In 1932, Australia declared a “war” against emus (and lost).

  • Wandering Outback emus
Wandering Outback emus
robynmac/ iStock

Australia is known for its unique wildlife, not all of which is friendly. In 1932, the country received a harsh reminder of that when a drought caused some 20,000 emus to move inland in search of water during their breeding season, disrupting farmers’ crops in the process. The ostrich-like birds had already had their classification downgraded from “native species” to “vermin” despite being endemic to Australia and appearing on its coat of arms alongside the kangaroo, and this mass migration made them public enemy No. 1. The government sent in World War I veterans to assist the beleaguered farmers, and though they were outfitted with machine guns, they soon found themselves overwhelmed by their flightless foes. Emus are fairly imposing, to be fair — among all bird species, only ostriches and cassowaries are larger. 

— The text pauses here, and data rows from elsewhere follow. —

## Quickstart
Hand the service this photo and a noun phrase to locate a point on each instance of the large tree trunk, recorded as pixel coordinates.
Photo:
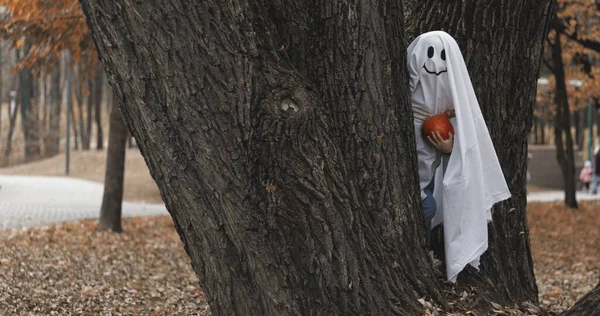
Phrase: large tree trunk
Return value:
(562, 125)
(283, 145)
(98, 80)
(110, 211)
(503, 64)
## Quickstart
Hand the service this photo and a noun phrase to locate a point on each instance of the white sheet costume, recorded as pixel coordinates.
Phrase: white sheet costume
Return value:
(471, 181)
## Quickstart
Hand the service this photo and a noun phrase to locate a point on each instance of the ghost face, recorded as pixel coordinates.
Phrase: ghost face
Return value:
(435, 63)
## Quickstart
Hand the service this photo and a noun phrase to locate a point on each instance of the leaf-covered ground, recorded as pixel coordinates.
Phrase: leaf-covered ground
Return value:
(71, 269)
(566, 250)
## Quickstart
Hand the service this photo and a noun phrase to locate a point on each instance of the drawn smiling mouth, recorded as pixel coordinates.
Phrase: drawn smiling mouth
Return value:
(433, 72)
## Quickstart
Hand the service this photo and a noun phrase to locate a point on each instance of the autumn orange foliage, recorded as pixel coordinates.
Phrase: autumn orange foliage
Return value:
(580, 19)
(46, 29)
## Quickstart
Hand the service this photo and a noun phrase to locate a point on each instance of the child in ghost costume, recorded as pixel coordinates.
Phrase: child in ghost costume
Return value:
(465, 184)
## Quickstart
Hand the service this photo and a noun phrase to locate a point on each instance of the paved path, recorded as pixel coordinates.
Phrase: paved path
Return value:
(35, 201)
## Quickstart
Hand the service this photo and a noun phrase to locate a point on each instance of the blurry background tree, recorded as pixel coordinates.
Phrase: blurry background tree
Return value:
(41, 32)
(567, 93)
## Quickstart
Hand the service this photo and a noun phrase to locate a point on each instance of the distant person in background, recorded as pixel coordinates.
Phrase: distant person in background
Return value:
(585, 176)
(596, 167)
(529, 156)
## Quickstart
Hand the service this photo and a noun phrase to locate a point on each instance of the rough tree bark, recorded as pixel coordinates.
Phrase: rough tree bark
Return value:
(110, 211)
(502, 51)
(281, 139)
(562, 125)
(98, 81)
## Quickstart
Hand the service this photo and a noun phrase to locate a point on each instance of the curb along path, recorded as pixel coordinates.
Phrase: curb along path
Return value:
(35, 201)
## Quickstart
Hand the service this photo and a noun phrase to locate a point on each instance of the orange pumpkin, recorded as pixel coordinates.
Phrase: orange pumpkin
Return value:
(440, 123)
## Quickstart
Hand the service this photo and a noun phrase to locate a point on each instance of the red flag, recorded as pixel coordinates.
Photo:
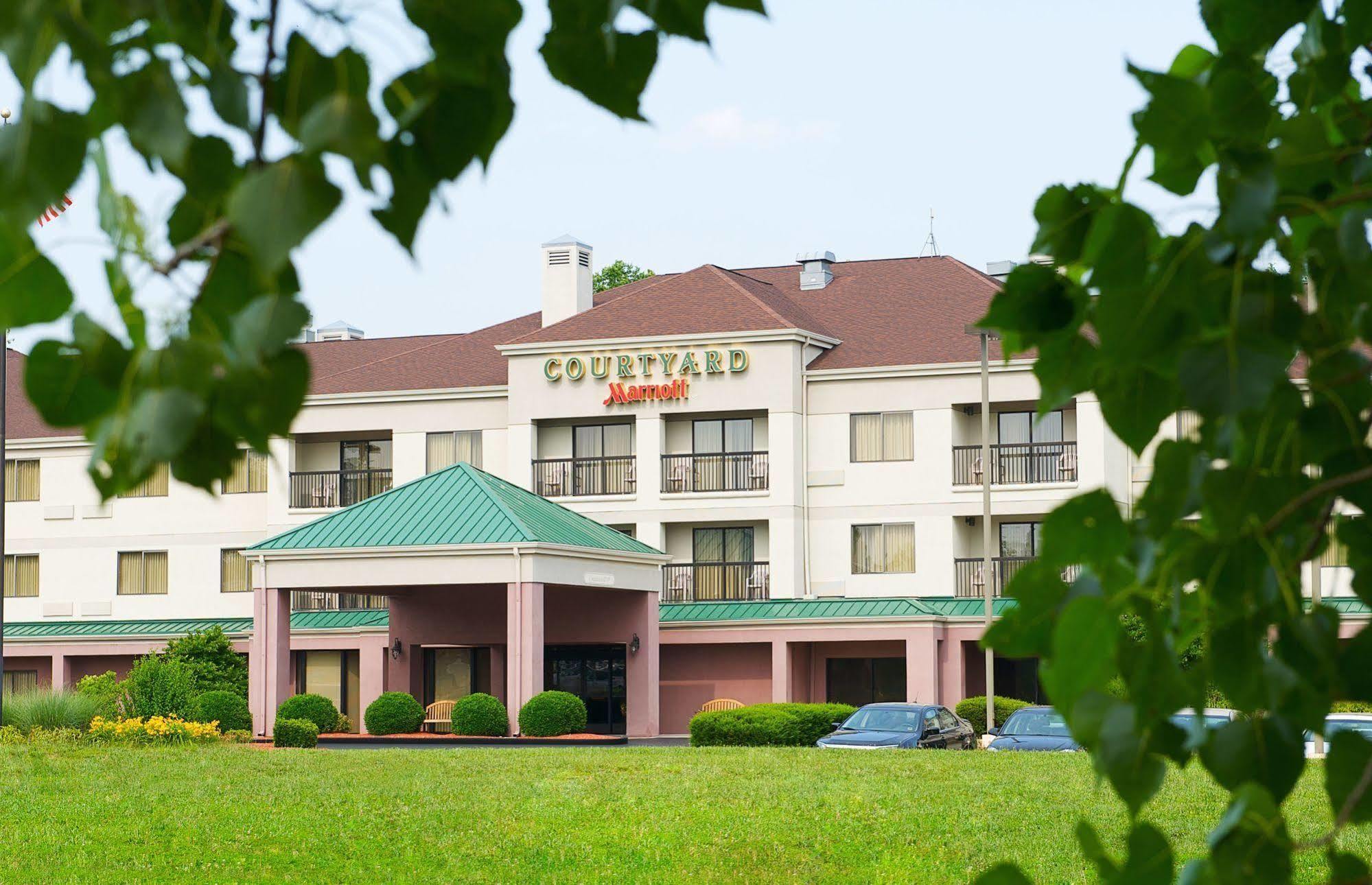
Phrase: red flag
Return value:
(52, 212)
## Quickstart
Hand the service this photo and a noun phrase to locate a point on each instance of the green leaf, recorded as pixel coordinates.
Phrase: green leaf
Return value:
(1003, 875)
(276, 208)
(1347, 769)
(1264, 751)
(32, 290)
(1251, 843)
(609, 68)
(1248, 27)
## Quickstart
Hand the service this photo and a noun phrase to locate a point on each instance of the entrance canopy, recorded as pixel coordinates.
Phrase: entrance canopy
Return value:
(458, 526)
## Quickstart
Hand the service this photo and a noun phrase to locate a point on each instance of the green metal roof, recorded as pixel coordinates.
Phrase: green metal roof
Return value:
(460, 506)
(177, 626)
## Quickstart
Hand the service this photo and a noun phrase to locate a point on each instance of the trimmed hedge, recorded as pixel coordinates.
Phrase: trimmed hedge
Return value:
(295, 733)
(313, 707)
(552, 714)
(975, 711)
(228, 709)
(394, 713)
(767, 725)
(480, 716)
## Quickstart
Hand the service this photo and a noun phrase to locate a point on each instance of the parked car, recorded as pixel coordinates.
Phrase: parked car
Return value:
(1211, 717)
(900, 727)
(1034, 729)
(1362, 724)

“The machine-gunners’ dreams of point-blank fire into serried masses of Emus were soon dissipated,” observed D.L. Serventy, an Australian ornithologist. “The Emu command had evidently ordered guerrilla tactics, and its unwieldy army soon split up into innumerable small units that made use of the military equipment uneconomic. A crestfallen field force therefore withdrew from the combat area after about a month.” In other words, the emus emerged victorious in what’s now known as the Great Emu War. The birds were simply too much trouble to get rid of, and though they suffered heavy casualties, they still thrive Down Under.